For some comfort amidst the morally tortured presidential campaign, I've been rereading and reading Wendell Berry, including his most-recent essay, published in October in Christian Century. Mr. Berry, now 90, writes on our growing numbing to the killing of children in schools and our growing numbing to the killing of children elsewhere. Not so comforting a subject. What I find comforting is Mr. Berry's clear, moral voice. He is not distracted by financial profit or polls as the evidence of something's being worthwhile or any other moral compromise. Here is from the first paragraph.
"Since the Vietnam years, I have opposed our wars of national adventure, and I have opposed the extractive industrialism that passes with us for a national economy.
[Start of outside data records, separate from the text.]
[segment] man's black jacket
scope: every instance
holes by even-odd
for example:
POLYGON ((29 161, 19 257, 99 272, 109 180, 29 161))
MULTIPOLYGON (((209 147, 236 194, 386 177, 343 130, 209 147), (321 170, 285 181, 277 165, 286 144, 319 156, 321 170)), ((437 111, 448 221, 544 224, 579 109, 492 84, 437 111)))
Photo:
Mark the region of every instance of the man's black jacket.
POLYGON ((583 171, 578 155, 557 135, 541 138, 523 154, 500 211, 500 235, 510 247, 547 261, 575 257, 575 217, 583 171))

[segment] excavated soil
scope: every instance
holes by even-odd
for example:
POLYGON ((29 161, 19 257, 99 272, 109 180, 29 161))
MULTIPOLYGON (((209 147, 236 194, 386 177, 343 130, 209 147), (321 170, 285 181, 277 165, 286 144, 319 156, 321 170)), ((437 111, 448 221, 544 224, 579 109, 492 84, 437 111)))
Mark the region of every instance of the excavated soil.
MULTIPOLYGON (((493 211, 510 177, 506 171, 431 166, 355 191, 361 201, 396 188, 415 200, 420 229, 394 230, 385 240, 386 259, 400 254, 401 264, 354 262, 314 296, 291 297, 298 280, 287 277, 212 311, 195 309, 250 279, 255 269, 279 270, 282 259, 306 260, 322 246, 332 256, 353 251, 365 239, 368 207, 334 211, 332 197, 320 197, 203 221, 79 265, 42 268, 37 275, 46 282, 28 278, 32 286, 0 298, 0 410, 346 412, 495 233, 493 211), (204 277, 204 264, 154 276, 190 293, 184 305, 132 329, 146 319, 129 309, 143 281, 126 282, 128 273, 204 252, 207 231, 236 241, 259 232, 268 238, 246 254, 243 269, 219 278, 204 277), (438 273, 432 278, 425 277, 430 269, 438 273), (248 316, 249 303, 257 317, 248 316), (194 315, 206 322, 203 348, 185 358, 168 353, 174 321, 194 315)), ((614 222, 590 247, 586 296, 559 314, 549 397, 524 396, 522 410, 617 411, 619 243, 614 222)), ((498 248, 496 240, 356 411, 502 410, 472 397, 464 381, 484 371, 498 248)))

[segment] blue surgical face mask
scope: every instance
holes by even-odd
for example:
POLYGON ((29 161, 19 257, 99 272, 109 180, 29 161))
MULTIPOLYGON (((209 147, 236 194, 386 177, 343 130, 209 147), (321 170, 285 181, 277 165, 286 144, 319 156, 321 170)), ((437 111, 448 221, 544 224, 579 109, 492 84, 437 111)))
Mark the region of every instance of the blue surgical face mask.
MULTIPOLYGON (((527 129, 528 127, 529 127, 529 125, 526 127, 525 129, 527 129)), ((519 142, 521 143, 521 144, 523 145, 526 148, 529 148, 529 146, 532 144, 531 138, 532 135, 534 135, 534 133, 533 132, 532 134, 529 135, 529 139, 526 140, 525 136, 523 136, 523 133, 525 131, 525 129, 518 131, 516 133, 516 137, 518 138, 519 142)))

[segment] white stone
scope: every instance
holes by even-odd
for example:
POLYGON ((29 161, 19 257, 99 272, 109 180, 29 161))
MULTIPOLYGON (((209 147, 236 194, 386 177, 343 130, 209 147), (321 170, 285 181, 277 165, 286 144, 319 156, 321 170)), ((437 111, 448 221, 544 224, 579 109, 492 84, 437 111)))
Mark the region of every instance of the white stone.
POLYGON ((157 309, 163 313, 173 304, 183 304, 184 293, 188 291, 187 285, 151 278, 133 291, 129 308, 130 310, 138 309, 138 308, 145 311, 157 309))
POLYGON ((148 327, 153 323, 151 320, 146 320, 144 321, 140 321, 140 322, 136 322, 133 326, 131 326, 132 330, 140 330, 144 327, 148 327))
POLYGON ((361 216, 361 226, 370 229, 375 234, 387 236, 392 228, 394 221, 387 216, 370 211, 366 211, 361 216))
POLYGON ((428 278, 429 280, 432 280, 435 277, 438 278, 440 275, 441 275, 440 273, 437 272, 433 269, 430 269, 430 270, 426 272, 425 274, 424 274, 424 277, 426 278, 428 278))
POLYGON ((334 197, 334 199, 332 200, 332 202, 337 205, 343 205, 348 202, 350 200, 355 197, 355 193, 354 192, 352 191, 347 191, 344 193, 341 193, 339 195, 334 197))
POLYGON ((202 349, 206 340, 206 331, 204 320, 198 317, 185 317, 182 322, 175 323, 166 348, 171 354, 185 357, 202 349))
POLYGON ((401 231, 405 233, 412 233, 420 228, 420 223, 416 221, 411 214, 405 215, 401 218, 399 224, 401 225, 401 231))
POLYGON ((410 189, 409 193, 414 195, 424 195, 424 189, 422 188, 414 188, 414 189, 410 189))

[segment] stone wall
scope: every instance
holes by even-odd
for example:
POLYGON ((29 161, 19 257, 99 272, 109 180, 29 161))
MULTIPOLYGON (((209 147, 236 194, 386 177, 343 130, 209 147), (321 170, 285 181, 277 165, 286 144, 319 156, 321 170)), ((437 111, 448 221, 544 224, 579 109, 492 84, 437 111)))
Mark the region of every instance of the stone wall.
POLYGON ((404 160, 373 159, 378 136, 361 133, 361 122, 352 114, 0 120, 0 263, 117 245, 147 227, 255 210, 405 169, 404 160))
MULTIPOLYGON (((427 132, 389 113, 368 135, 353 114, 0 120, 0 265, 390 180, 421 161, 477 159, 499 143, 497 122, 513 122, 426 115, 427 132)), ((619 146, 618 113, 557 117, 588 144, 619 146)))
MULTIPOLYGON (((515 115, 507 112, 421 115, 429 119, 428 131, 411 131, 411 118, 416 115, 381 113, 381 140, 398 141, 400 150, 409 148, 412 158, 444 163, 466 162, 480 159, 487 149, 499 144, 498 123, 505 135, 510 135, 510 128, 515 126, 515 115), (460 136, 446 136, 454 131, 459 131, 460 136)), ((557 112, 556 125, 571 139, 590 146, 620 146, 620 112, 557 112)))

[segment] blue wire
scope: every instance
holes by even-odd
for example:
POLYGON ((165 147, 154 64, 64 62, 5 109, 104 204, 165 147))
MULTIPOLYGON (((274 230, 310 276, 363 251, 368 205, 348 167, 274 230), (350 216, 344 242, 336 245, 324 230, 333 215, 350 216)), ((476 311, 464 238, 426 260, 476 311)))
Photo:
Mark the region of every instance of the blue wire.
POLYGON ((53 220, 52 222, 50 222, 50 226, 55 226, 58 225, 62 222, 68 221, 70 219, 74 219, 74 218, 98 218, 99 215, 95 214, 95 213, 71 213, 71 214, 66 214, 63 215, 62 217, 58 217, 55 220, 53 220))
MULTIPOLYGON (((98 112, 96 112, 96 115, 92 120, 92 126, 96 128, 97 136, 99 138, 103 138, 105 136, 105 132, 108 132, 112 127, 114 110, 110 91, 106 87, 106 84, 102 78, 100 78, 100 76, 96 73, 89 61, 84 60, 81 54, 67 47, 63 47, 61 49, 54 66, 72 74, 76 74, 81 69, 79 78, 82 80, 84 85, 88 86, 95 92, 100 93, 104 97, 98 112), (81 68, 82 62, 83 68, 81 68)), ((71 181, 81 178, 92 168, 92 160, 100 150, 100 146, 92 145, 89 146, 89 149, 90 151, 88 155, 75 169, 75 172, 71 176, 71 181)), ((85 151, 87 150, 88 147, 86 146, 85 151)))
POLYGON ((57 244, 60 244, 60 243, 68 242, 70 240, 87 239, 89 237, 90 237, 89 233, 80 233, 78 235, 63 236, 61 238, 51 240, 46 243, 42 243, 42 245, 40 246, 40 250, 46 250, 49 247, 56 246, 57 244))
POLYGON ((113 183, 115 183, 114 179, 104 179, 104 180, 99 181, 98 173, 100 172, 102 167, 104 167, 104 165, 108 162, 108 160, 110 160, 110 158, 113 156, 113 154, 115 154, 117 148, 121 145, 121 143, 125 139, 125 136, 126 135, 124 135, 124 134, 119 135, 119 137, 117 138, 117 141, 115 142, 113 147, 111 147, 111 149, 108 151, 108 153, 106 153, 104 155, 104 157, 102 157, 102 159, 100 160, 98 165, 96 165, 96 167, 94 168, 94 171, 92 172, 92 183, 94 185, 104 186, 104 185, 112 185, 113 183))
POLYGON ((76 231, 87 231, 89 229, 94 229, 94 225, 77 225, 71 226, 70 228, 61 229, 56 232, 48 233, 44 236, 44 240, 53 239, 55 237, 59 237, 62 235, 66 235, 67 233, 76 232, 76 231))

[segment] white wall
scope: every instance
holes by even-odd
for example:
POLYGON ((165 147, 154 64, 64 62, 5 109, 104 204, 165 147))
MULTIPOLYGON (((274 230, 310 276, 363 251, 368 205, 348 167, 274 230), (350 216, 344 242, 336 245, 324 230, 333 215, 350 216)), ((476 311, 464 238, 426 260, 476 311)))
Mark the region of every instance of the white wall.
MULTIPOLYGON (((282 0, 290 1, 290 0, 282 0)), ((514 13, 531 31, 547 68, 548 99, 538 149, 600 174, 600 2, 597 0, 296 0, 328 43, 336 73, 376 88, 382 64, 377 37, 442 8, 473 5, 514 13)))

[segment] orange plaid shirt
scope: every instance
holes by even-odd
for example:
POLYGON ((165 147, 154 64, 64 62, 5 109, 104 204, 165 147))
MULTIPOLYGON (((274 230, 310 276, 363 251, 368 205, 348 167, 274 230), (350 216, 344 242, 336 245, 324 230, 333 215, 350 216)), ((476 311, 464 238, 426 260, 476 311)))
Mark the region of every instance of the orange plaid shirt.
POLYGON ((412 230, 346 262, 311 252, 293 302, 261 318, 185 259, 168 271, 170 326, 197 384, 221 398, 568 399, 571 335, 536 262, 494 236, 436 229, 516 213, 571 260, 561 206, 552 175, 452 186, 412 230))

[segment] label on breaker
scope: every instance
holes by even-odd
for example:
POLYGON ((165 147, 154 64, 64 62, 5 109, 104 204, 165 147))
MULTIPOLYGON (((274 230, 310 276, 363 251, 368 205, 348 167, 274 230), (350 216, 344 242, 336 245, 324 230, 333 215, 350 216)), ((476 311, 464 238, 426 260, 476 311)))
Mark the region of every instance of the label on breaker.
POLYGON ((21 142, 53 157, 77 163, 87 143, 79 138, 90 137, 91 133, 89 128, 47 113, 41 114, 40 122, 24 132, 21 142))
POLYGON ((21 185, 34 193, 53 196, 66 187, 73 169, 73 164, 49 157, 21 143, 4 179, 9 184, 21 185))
I have opposed the dominant attitudes and technologies by which we are destroying, and have too nearly destroyed, the economic landscapes of our country, our country itself, our land. The different manifestations of our destructiveness are all parts of one thing: a global corporate economy concentrated upon the effort to turn to profit everything that can be subdued to its methods. Whatever cannot be made directly profitable—the lives and needs of children, let us say—it ignores and thus draws into the vortex of its destruction."
As an educator, I would add that, because we do not find profit in the lives and needs of children, we've also sacrificed the quality of their education and healthcare, but that is another topic.